Hasil dari kotak suara menahbiskan Skotlandia tetap bergabung dengan Inggris. Andaikan dulu jumlah pro merdeka mencapai 50 persen plus satu, tamatlah Inggris karena kehilangan wilayah penting sebelah utaranya yang digambarkan hampir mirip wilayah the North tempat asal suku Wildings, Night King dan White Walkers dalam serial film Netflix Game Of Thrones. 

Kotak suara juga menjadi saksi kejutan di tanah air di mana PDIP yang dinakhodai Megawati Sukarnoputri menang besar meraih suara 34 persen di pemilu 1999. Padahal partai PDIP saat itu masih seumur jagung. Kotak suara juga menjadi saksi ketika Susilo Bambang Yudhoyono (SBY) menang telak di Pilpres 2004 meskipun ketika itu berasal dari partai gurem yang punya suara 7,45 persen.

Sistem demokrasi membuat kemungkinan-kemungkinan yang suit ditebak. Hasil survey, kharisma, kekuatan partai politik dan derasnya modal uang, tidak akan dapat membendung aspirasi dan suara hati yang secara bebas namun rahasia dititipkan di kotak suara. Kotak suara benar-benar menjadi algojo sekaligus saksi bisu sejarah.

Seribu Jalan Kebaikan

Kotak suara menjadi terminal pertama ke mana nasib suatu negara akan dibawa selama lima tahun mendatang. Terminal-terminal selanjutnya ditentukan oleh suara mayoritas yang dihitung dari surat suara yang terkumpul di kotak suara. Ke mana suara mayoritas di kotak suara, ke situ nasib dibawa berlayar.

Begitu banyak jalan menuju kotak suara. Kontestan baik legislatif (DPR/DPD) maupun eksekutif (presiden, gubernur, walikota, bupati) menempuh jalan panjang untuk memenangkan hasil kotak suara. Seribu jalan ditempuh. Mulai dari jalan lurus dan legal, sampai jalan berkelok, sesat dan curang.

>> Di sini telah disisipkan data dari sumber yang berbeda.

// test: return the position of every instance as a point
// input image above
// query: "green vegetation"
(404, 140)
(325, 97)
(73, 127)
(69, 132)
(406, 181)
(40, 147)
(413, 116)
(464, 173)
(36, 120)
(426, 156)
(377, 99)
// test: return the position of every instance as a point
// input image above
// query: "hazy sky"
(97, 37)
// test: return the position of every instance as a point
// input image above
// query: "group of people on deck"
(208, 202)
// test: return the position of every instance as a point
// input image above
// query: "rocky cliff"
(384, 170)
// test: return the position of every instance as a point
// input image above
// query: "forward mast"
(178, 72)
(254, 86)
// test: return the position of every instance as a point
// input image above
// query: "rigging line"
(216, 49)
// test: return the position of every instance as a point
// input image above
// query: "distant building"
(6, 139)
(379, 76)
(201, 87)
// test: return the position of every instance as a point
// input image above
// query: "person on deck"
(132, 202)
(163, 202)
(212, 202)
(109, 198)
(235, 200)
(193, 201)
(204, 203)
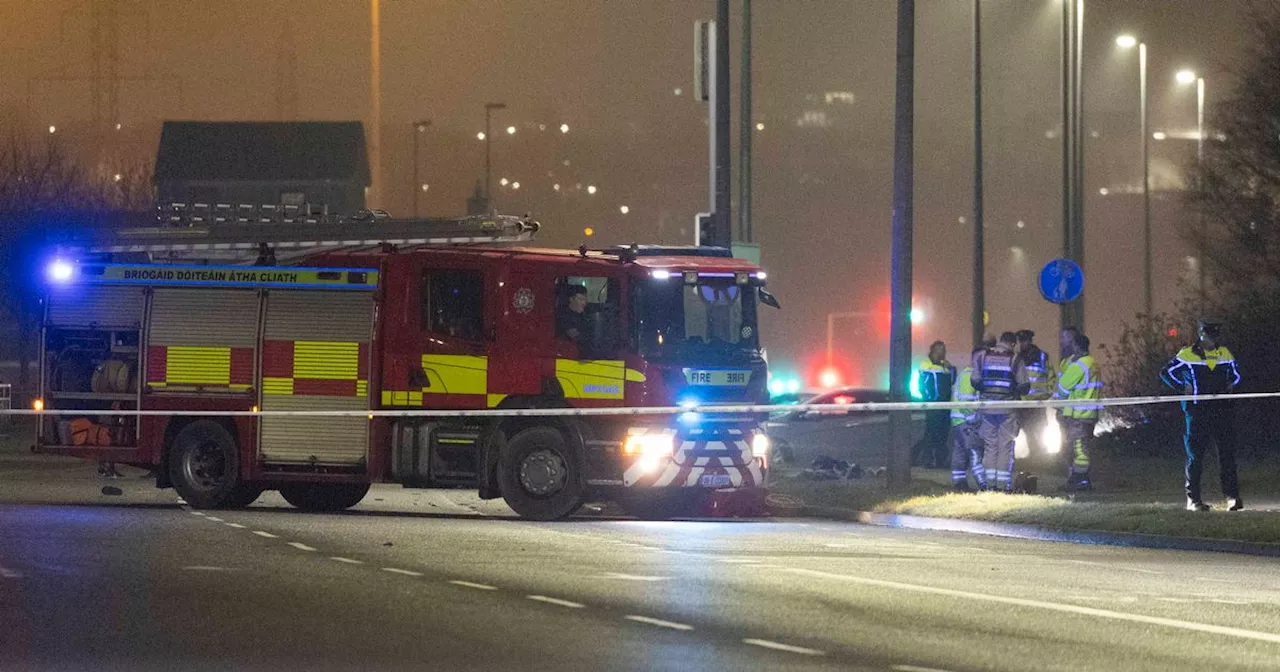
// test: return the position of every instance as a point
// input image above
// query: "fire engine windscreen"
(714, 316)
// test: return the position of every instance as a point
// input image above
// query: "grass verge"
(1157, 519)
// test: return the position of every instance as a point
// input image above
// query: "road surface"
(437, 579)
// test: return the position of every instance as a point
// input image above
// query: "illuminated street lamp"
(419, 129)
(1128, 41)
(1187, 77)
(488, 136)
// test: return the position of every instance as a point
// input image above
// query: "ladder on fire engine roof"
(178, 234)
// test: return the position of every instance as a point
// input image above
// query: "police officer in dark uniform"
(1207, 368)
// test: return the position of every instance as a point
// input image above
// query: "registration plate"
(716, 376)
(714, 480)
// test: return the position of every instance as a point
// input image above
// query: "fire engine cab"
(403, 315)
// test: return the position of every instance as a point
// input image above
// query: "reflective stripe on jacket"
(1207, 371)
(1080, 382)
(964, 392)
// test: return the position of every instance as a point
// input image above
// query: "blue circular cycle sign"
(1061, 280)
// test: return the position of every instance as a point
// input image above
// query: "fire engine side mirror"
(768, 300)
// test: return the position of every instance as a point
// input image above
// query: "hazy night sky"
(609, 69)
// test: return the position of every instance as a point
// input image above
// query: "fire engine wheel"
(204, 466)
(540, 475)
(663, 503)
(324, 496)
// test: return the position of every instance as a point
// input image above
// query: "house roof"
(263, 151)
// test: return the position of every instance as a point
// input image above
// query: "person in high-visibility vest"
(997, 375)
(1040, 375)
(1207, 368)
(936, 379)
(1079, 383)
(965, 442)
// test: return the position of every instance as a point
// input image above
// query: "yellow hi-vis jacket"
(1080, 382)
(964, 392)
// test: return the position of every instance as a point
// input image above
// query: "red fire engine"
(400, 315)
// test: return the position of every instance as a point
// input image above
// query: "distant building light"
(813, 119)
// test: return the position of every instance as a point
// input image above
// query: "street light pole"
(419, 128)
(1200, 169)
(979, 300)
(488, 145)
(1147, 302)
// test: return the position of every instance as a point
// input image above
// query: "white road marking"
(406, 572)
(1115, 566)
(658, 622)
(478, 586)
(556, 602)
(631, 576)
(780, 647)
(1051, 606)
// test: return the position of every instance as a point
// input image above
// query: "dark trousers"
(933, 451)
(1210, 424)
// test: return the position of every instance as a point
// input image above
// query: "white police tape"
(992, 406)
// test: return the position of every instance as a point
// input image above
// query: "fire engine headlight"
(652, 447)
(760, 446)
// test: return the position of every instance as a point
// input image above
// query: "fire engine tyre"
(540, 475)
(663, 503)
(204, 466)
(324, 497)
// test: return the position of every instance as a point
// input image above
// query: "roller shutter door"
(315, 357)
(202, 339)
(100, 306)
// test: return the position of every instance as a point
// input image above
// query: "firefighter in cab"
(999, 375)
(936, 378)
(1202, 369)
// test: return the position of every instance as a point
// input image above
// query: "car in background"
(800, 435)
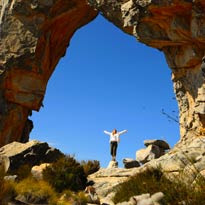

Kita berharap, seribu jalan menuju kotak suara adalah jalan-jalan yang positif dan penuh ajakan kebaikan. Bukan jalan suram bertabur hoaks, fitnah, black campaign, dan money politics. Karena cara-cara itu sedikit banyak turut memengaruhi suara mayoritas dalam kotak suara dan memiliki efek domino untuk lima tahun mendatang.***

Penulis alumnus UMSU S1 & UNNES S2. Dosen STAIN Mandailing Natal.